Involve the student's physically and it will be wind ruffling leaves; involve their emotionality and your words will be as a stone dropped in water, the ripples will spread and rebound throughout their psyches. The hardest part of teaching the perception of and preparation for sudden overwhelming violence and death is to involve the survival instincts without serious injury or death to students or self. Practice - connect - startle.

Tiff said...

Good points from everyone here, and for the most part, I'm inclined to agree.

There's nothing more refreshing than a sanctuary, even if what one practices there is violence of some kind. A simple gym becomes a dojo, a bujinkan, when there is a spiritual element to the teachings, when the students are encouraged to be MORE of themselves and subsequently become warriors (not fighters). I empathize with your aversion to all the bullshit that encompasses a typical school or gym. But have faith in yourself and the students your teachings attract.

I agree that most of what you teach is kinda "no shit" stuff that easily fits into a single day (albeit the WHOLE day), and the rest is left to us. Bear in-mind, however, the notion that your path has brought you to people that do not have your vision -- your perspective. Even after reading your pivotal book, I can attest to the power of one of your seminars. I find open all around me doors that were once closed. Amazing, isn't it, that all it took was one person to show me it could be done? That's where the credit is shared -- when a group becomes a team.

Understand this, Rory: No matter where you go or who you teach, you transform -- the place, the students. You are Shidoshi -- YOU are the sanctuary.

Lion prints, my friend. And you leave your mark wherever you go.

Rory said...

Hmmm. Had an insight and then Tiff's comment completely inflated my ego.

I don't think, in martial arts that there is usually a distinction between learning and practicing. That makes for a lot of disconnect on the time. I still, after 29 years, practice rolling my wrists and doing four-way wrist parries... but i've had doors open and learned huge epiphanies with the right word at the right time.

Second thing is that sometimes it seems that MA are taught in a vacuum. You learn a move like you have never walked before. Just as there are only so many things you can do to someone's body, there are also only so many things you can do with your own, If you keep it simple, there shouldn't be any motions in MA that are new to anybody. Muscles only contract and relax after all, and all motion derives from that.

Third, I primarily teach things that you already know. You may not recognize a predator dynamic, but you have seen them all your life. You might not have thought that you can talk down a challenge but can't talk down a predator until you put it in context... you can and have calmed dogs and some people, but not a cougar or a shark... and a dog hunting doesn't act like a dog posturing.

It's all stuff you already know, it just needs context.

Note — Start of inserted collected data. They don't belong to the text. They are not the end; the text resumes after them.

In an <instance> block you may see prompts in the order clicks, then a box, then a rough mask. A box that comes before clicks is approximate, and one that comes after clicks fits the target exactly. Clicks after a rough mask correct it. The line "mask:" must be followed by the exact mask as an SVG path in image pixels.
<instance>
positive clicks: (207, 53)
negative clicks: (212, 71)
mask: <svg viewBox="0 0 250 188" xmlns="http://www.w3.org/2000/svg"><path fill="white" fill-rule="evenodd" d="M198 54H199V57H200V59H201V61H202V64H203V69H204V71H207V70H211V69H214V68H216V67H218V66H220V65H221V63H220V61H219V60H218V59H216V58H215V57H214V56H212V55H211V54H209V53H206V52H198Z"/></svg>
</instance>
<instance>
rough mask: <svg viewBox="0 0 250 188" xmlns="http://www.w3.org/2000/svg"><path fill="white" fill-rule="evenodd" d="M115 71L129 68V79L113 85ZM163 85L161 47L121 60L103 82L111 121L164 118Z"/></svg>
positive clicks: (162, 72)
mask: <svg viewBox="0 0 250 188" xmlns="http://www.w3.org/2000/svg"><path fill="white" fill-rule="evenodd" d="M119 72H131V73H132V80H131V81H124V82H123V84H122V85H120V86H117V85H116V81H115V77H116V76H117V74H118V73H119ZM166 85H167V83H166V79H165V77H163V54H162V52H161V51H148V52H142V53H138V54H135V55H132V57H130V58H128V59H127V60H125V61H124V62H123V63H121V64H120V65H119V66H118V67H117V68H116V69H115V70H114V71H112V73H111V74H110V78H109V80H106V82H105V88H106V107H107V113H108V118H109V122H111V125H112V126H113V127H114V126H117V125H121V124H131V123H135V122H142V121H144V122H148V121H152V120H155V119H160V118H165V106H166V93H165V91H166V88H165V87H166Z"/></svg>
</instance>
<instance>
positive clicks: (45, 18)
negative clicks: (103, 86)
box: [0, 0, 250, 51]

Lastly, there is a part of your brain that turns off when you are under the guidance of a teacher. I've seen it too many times and no that I'm not an exception. When the big goal of teaching is to give power and foster independence, the act of teaching itself eventually gets in the way.

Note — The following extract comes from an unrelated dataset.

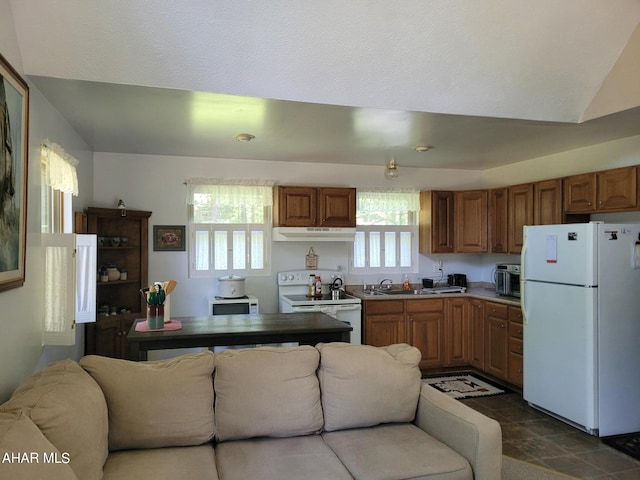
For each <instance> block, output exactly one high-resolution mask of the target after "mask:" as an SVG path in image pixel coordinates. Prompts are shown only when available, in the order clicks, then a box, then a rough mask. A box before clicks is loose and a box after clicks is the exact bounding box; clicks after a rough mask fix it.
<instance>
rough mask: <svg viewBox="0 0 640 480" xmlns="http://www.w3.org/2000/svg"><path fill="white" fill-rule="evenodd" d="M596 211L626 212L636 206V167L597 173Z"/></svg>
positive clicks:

Some of this has work-arounds. Still thinking.

jks9199 said...

There does come a time when the student must stop looking outside for answers, whether the lessons are in martial arts, or something else. That doesn't mean that outside input isn't useful, or that teachers can't still add to the learning -- but the search and understanding must come from within, rather than outside.

In the early stages of training, everything comes from outside. The teacher shows the movement, and the application, and the student copies it.

In the middle stages of training, the student begins to find different applications and, when shown one technique, can see many more. But the student still looks to the teacher for validation and direction.

In the later stages of training, the student finds the answers for themselves, and doesn't need that validation or direction. The student has taken the responsibility for their own learning. Advice and input from teachers is accepted and useful... but it's not demanded or relied upon.